面白いバスの運転手さんたち
バンク-バーは、カナダの中でも特にバスと電車網が発達している地域で、車なしで生活している人もけっこういるようです。面白いのがバスの運転手さんたち。
1.天気が良いと、口笛を吹いたり、歌をうたいながら運転する。
2.乗ってきたお客さんと世間話が始まり、停車場でそのお客さんを下ろしても、しばらく話をしを続けていた。
3.運転しながらずいぶんと長いこと大声で何かしゃべっているので、携帯電話で業務連絡をしているのかと思ったら、入り口付近に座っていたおばあさんと話をしていた。
4.運転しながら、携帯電話で、自分が加入しているカードローン会社の人に、支払日の確認をしていた。
5.バスターミナルで出発を待つ間、運転席の窓を開けて、隣のバスの運転手さんとバス中に響き渡る大声でジョークを飛ばしあっていた。
6.バスの切符をどうやって機械に入れたらわからなかったら、親切に教えてくれた。うまくできたら、「大変によくできました」とほめてくれた。
7.年配者や、つえをついている人が乗り込んだり、下りようとすると、バスの車体を下へ下げてくれる。(スイッチ操作で20センチぐらいバスの前方が沈み込む)

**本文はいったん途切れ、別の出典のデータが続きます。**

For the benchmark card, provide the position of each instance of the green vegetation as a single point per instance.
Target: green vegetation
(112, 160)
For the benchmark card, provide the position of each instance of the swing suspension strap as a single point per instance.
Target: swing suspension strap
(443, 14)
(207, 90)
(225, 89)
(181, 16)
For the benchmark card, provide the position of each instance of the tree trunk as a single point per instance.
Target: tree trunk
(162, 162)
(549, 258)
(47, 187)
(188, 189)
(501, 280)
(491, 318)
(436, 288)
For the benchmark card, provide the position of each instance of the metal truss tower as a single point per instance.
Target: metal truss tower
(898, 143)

8.バスのスケジュール表によると、家の近くの停留所に来るバスは、1時間に6本となっている。でも、いつも2本ぐらいしかこない。4本分のバスの運転手さんたちは、いったいどこにいるのだろう?
9.後方のドアから降りるお客さんに必ず「ありがとう」と声をかける運転手さんがいる。
お客さんも、普段から「ありがとう」と前方の運転手さんに声をかけながら降りる人が多い。(私も声をかけるようにしているが、距離が遠いので、「叫んでいる」に近い。)

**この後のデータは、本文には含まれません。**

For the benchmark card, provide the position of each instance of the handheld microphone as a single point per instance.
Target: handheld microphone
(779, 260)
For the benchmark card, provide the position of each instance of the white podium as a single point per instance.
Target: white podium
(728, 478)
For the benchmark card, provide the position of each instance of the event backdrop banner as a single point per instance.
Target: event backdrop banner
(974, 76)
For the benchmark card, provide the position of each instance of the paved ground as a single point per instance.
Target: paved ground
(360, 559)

10.林の中をバスが走っていたら、前方の道端で2歳から4歳ぐらいの小さな子どもたちが、バスに向かって手がちぎれそうに一生懸命に手を振っていた。
それを見た運転手さんは、バスを最徐行させた。そして、巨体をゆっさゆっさゆらしてリズムをとりながら、笑顔でバスのクラクションをプップ、プップ、プップと鳴らしながら、子どもたちの前をゆっくり運転していった。
子どもたちは、うっとりしながら、真っ赤なほっぺたを両手で押さえて、バスの運転手さんと、大きなバスを見ていた。

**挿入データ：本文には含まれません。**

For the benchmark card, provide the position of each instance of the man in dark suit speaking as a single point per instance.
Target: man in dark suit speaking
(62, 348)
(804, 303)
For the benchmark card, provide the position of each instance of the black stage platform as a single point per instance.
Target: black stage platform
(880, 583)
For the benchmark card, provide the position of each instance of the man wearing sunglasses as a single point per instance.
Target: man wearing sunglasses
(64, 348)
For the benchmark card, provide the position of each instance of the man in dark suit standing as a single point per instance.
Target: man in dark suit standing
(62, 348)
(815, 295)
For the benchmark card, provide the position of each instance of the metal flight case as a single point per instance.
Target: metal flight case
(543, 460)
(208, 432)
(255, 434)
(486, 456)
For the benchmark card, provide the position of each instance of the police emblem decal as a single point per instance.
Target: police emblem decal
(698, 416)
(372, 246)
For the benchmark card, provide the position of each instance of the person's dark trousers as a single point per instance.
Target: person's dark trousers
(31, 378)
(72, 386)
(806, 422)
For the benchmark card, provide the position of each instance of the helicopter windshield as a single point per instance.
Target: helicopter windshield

しばらく子どもたちの前でパレードすると、バスは、子どもたちにバイバ~イされながら、スピードをあげて、また林の中を走り始めた。
そんな運転手さんを見ながら、15才の長女が、
「自分の仕事をきちんとやっていれば、それでいいんだよね」
とつぶやいた。
どの時間帯に乗っても、お客さんが数えるほどしかいなくて、すきすきのバスだからなのだろうけど、みんなが、「その人らしく」自分を表現しながら生きているのがとても新鮮。
11. 12月。バス停でバスを待っていたら、サンタクロースがバスを運転してきた。運転席の周りには、クリスマスプレゼ
ントの箱が満載。
「乗りたい!」と思ったけれど、別の方向へのバスだったし、時はすでに夜。今でも乗らなかったことが悔やまれるサンタさんのバスでした。